Éric, avec son éternelle bonne humeur,  nous attend au volant de son car tout en haut de l'Avenue de Champagne au niveau du Parc de l'Hôtel de Ville. Nous embarquons direction Varennes-Jarcy. Nous observons le paysage champenois défiler sous nos yeux. Arrivés au niveau de Châtillon-sur-Marne, alors que nous roulons sur la D1, on peut observer s'élevant sur la crète du coteau, dominant la Vallée des Vignes, une haute statue sur un imposant piédestal. Pascale nous renseigne : "Il s'agit de la statue du Pape Urbain II". En effet, ce Pape de son vrai nom Odon de Lagery, est né en Champagne, à Châtillon-sur-Marne, vers 1042. Moine bénédictin devenu pape en 1088, il est principalement connu pour avoir prêché la première croisade lors du Concile de Clermont en 1095, appelant les chevaliers chrétiens à reprendre la Terre Sainte. Champenois de cœur, il  obtînt le privilège exclusif de sacrer les rois de France à la cathédrale de Reims. La statue monumentale a été conçue en 1887 par le sculpteur français Prosper d’Épinay. Le Pape Urbain II y est représenté en tenue pontificale, la main levée, bénissant la vallée.
Nous poursuivons sur le chemin du retour.

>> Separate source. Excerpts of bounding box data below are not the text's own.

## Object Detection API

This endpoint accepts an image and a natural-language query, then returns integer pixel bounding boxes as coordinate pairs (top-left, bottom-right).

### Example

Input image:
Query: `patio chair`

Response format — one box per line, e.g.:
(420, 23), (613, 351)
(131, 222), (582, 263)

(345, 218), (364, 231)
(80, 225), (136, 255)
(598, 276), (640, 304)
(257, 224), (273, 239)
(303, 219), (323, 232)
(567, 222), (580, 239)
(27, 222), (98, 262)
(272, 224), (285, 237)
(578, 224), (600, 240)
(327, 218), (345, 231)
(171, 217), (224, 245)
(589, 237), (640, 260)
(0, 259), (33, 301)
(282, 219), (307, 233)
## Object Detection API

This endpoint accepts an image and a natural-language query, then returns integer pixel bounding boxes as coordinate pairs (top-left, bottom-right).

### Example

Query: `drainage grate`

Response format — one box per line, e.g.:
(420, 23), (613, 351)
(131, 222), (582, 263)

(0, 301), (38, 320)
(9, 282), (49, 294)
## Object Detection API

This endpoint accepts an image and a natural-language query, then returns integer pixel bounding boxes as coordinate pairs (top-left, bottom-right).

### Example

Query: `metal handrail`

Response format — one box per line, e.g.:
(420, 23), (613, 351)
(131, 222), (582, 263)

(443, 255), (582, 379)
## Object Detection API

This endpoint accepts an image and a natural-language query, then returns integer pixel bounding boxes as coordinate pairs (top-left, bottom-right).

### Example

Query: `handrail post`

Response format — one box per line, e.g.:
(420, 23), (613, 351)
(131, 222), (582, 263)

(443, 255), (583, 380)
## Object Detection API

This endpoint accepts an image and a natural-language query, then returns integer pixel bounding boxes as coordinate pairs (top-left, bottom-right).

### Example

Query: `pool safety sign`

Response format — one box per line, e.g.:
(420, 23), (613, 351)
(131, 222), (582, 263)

La conduite tout en douceur de notre chauffeur a peu à peu raison des plus fermes volontés de résister à l'ensommeillement. 
Tout le monde sera cependant parfaitement éveillé quand nous approcherons du parking du gymnase où nous allons nous séparer après avoir adresser chaleureusement un grand merci à Didier pour la parfaite organisation de cette si intéressante sortie annuelle.


Le vignoble de Champagne touché par le triste flot d'une actualité désolante.
Lors de nos conversations pendant le voyage, on n'a malheureusement pas pu éviter d'évoquer ces deux  lamentables faits-divers touchant à l'actualité du prestigieux vignoble de Champagne. 
Ces tristes affaires résonnent comme une antithèse radicale à ce que nous avons ressenti sur place, à Épernay, où l'activité est fondée sur la sacralisation du travail bien fait et la recherche constante de la perfection. 

Le premier de ces affligeants faits divers concerne le procès de Didier Chopin et sa femme Karine Chopin qui ont finalement avoué avoir fabriqué plusieurs centaines de  milliers de bouteilles de faux champagne vendues au prix du vrai champagne.  "À partir d'octobre 2022, j'ai fait du faux champagne", indique Didier Chopin devant le tribunal. Il estime "avoir produit entre 500 000 et 600 000 bouteilles de faux champagne".  Cependant Diane De Valbray, avocate du Comité Champagne, trouve ce nombre sous-estimé ; elle assure : "L'organisation de la fraude a été tellement sciemment et finement menée qu'il est aujourd'hui impossible de quantifier précisément le nombre de fausses bouteilles de champagne fabriquées et vendues".

L'autre fait-divers, immonde,  concerne un procès pour traite d’êtres humains en Champagne, procès actuellement en cours. Des peines de prison ferme viennent d'être requises, pour traite d’être humains, contre une gérante d’une société de prestations viticoles et deux autres recruteurs de vendangeurs en Champagne. En septembre 2023, l’inspection du travail avait procédé à un contrôle de l’hébergement mis à disposition des vendangeurs par la coopérative Anavim à Nesle-le-Repons, au sud-ouest de Reims. Les inspecteurs avaient alors constaté, pour une cinquantaine de vendangeurs souvent sans-papiers, des conditions de vie et de travail portant « gravement atteinte » à leur sécurité, leur santé et leur dignité.
Outre la traite d’êtres humains, la gérante était jugée pour travail dissimulé, emploi d’étrangers sans autorisation de travail salarié, soumission de personnes vulnérables à des conditions d’hébergement indignes, avec une rétribution inexistante ou insuffisante.
Quelque chose de bon semble cependant émerger de cette boue infâme car  pour la première fois dans un procès sur la question des vendangeurs, le Comité Champagne, qui représente 16 200 vignerons, 130 coopératives et 370 maisons de Champagne, s'est porté partie civile.
« Tout le monde s’est mobilisé pour que ces faits cessent », a assuré son avocate, Diane de Valbray, affirmant que l’organisation interprofessionnelle se plaçait résolument du côté des victimes.